Harrington declined to say what would be the basis of his defense, and lawyers for Mohammed did not respond to messages seeking comment.
The men, held in a secret prison in Guantanamo that is under such tight security even its exact location on the base is classified, have not been seen in public since a pretrial hearing the day after Obama's Jan. 21, 2009, inauguration.
Their arraignment comes more than three years after the Obama administration's failed effort to try the suspects in a federal civilian court and close the prison at the U.S. base in Cuba. Attorney General Eric H. Holder announced in 2009 that Mohammed and his codefendants would be tried blocks from the site of the destroyed trade center in Manhattan, but the plan was shelved after New York officials cited huge costs to secure the neighborhood and family opposition to trying the suspects in the United States.
Six family members who won a lottery to attend the proceedings will face Mohammed and the other men in court; others were watching on closed-circuit video at military bases in the United States.

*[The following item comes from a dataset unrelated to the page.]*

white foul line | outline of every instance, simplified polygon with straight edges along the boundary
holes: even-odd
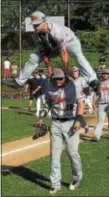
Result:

Cliff and Christina Russell traveled from their Rockaway Beach neighborhood in New York to honor the memory of Cliff's younger brother, Stephen, a firefighter killed responding to the attacks. Cliff Russell said he hopes the tribunal will end with the death penalty for Mohammed and his codefendants.

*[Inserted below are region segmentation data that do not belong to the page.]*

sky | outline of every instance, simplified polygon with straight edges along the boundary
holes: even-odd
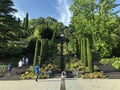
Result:
[[[69,6],[72,0],[13,0],[18,12],[15,16],[21,18],[29,13],[29,19],[51,16],[63,22],[65,25],[70,23],[71,13]]]
[[[28,12],[29,19],[50,16],[67,26],[70,23],[71,13],[69,7],[72,0],[13,0],[13,2],[14,8],[18,10],[15,16],[22,20]],[[120,3],[120,1],[116,0],[116,3]],[[120,6],[115,10],[118,9],[120,10]]]

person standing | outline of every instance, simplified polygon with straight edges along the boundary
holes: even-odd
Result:
[[[38,65],[36,65],[34,67],[34,71],[35,71],[35,75],[36,75],[35,81],[37,82],[38,81],[38,76],[39,76],[39,66]]]

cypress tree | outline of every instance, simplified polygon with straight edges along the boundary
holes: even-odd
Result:
[[[88,60],[89,72],[92,73],[93,72],[93,60],[92,60],[92,54],[91,54],[89,38],[87,38],[87,60]]]
[[[35,66],[35,65],[38,64],[38,61],[37,61],[37,54],[38,54],[38,39],[36,39],[33,66]]]

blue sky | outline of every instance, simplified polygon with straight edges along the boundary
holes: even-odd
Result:
[[[30,19],[51,16],[65,25],[70,23],[69,6],[72,0],[13,0],[13,2],[18,10],[15,15],[21,19],[28,12]],[[116,3],[120,3],[120,1],[116,0]],[[120,6],[115,10],[118,9],[120,10]]]
[[[70,22],[69,6],[72,0],[13,0],[15,8],[18,9],[17,17],[21,19],[29,13],[29,18],[51,16],[65,25]]]

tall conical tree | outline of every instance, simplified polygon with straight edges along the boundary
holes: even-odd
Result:
[[[92,61],[92,55],[91,55],[91,48],[90,48],[90,41],[89,38],[87,38],[87,60],[88,60],[88,69],[89,72],[93,72],[93,61]]]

The men never entered formal pleas in previous hearings, but Mohammed had told the court that he would confess to planning the attacks and hoped to be a "martyr."

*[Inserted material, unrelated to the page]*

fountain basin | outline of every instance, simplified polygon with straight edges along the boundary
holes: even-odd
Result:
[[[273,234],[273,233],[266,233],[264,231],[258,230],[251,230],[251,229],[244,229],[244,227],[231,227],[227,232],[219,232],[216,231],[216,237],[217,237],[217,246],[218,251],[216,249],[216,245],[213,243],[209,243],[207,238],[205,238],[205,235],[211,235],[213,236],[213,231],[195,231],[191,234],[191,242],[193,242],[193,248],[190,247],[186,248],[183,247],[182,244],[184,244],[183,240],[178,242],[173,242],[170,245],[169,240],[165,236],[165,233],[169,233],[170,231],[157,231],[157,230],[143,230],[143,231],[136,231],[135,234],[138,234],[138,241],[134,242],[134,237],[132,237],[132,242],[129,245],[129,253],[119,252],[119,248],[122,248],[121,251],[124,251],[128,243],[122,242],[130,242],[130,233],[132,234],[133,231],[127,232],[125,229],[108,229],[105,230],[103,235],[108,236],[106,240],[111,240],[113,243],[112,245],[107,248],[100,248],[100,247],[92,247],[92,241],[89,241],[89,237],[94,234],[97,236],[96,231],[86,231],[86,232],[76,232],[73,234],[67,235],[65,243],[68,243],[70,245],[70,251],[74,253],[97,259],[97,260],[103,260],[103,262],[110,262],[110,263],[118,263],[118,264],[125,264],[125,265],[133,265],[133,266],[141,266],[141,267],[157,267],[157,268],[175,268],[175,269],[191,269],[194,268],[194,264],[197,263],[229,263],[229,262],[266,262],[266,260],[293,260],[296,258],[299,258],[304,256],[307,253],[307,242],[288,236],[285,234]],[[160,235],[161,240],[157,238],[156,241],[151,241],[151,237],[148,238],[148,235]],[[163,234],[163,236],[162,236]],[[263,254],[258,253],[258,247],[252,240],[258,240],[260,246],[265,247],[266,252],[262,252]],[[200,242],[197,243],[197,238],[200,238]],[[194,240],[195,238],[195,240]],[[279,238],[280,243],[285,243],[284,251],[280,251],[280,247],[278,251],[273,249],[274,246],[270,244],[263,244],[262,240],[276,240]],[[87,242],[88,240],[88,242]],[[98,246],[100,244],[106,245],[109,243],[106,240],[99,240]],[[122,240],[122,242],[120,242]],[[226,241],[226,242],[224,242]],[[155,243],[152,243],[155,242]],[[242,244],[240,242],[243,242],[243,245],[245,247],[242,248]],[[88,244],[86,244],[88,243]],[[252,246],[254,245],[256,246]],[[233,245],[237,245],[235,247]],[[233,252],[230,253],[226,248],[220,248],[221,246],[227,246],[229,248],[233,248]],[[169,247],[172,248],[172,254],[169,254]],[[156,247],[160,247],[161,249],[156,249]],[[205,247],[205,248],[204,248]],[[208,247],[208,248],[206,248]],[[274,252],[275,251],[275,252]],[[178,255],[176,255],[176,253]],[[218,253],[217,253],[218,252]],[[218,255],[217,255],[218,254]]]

The arraignment is expected to be followed by a hearing on defense motions that challenge the charges and extreme secrecy rules imposed to prevent the release of information about U.S. counterterrorism methods and strategy.
The American Civil Liberties Union filed a motion Friday asking the judge to prohibit the government's use of a 40-second delay and a white noise machine to prevent any spectators from hearing classified information, including details about the harsh treatment in the secret CIA detention sites overseas.